My friend’s position has grown to be a very outsized position in his public portfolio in size, and like any good risk manager, he is now considering hedging a portion of his position into tomorrow’s earnings as he feels expectations are getting very high. I read a research note earlier where Wall Street consensus is calling for $200 million in Q1 sales, but some analysts on the sell-side think the number can be closer to $300 million while some of the buy-side think it could be much higher. This sets up poorly for those expecting a large pop after the results as all parties involved in evaluation the shares appear to be tripping over each other to one-up the other.
And the chart of the stock is truly astounding, making a series of higher lows and higher highs, up 200% on the year. The only thing worth noting is that the last two times this year the stock spiked to new highs it had a quick 34% sell-off in March-April and then a 27% sell-off from late-April to early May:
As I said in the tweet, the options market is implying about a $30 move in either direction by Friday’s close. To figure that out I take the at the money straddle (the call premium + the put premium) in the weekly expiration and divide by the stock price.
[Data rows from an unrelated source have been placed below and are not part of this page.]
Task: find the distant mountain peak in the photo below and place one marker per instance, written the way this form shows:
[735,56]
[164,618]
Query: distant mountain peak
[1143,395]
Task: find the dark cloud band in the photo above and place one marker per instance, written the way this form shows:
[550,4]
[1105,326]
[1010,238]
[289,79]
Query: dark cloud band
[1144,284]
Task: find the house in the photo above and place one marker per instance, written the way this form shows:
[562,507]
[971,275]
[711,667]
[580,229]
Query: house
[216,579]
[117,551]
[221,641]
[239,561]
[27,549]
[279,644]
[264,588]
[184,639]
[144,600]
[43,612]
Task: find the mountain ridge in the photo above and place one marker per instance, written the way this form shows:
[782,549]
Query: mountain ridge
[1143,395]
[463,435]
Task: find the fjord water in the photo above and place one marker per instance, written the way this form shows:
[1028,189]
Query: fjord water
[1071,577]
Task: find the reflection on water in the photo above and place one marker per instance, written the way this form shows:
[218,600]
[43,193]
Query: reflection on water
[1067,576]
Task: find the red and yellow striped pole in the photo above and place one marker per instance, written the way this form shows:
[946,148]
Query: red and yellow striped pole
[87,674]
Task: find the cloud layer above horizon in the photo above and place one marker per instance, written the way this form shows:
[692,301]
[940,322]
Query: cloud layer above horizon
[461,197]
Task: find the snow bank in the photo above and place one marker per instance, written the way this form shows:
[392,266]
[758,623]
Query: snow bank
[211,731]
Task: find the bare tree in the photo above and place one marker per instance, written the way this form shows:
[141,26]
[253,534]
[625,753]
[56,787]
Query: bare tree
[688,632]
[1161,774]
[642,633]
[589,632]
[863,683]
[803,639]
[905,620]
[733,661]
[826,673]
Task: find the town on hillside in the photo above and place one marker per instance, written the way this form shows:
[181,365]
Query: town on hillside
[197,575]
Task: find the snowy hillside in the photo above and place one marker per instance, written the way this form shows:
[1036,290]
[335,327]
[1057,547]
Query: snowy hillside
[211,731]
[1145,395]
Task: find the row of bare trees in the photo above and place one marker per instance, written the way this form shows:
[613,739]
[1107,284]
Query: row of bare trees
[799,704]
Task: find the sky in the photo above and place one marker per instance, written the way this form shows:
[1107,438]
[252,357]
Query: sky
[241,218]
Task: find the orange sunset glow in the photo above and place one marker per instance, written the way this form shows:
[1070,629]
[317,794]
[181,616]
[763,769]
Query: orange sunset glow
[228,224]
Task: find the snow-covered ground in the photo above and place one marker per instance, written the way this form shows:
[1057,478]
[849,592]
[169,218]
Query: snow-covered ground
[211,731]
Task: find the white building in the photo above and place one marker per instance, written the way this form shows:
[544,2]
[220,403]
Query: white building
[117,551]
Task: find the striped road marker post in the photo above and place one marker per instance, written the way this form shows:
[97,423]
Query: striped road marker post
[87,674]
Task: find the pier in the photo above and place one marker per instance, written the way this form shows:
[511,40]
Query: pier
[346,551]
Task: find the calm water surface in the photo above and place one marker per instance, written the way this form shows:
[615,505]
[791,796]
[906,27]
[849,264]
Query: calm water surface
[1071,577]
There is something fairly interesting going on in ZM options, there is skew towards the calls rather than the puts, meaning that the calls are more in demand, and back to my friend looking to hedge a portion of his long position that gives him a slight edge if he is looking to buy puts or put spreads, but definitely if he is looking to finance puts by selling a call, a trade structure none as a collar.
For instance, vs 100 shares of ZM long at $203, you could Buy the June 5th weekly 230 – 180 collar for a 40 cents credit
-Sell to open 1 June 5th weekly 230 call at $5.60
-Buy to open 1 June 5th weekly 180 put for $5.20
Break-even on June 5th close:
Profits of the stock up to $230. At or above 230 100 shares of stock would be called-away per 1 contract short. If the stock is at or above $230 on Friday you could always cover the short 230 call to keep the long position intact.
Losses of the stock down to $180 (where the stock closed on Friday) but protected below.
Rationale: collars make sense for long holders who are more worried above extreme near-term volatility to the downside over extreme upside, usually into an event like earnings. Despite the short call strike being further away than the long put strike the options market is currently pricing in about a 27% probability that the June 5th 230 call will be in the money on Friday’s close and about a 24% chance that the long June 5th 180 put strike will be in the money on Friday’s close.
But in this case, for a small credit, you get to trade $27 of potential downside for only 23 of potential downside. Slight edge, but when trading options you should take what-even you can get.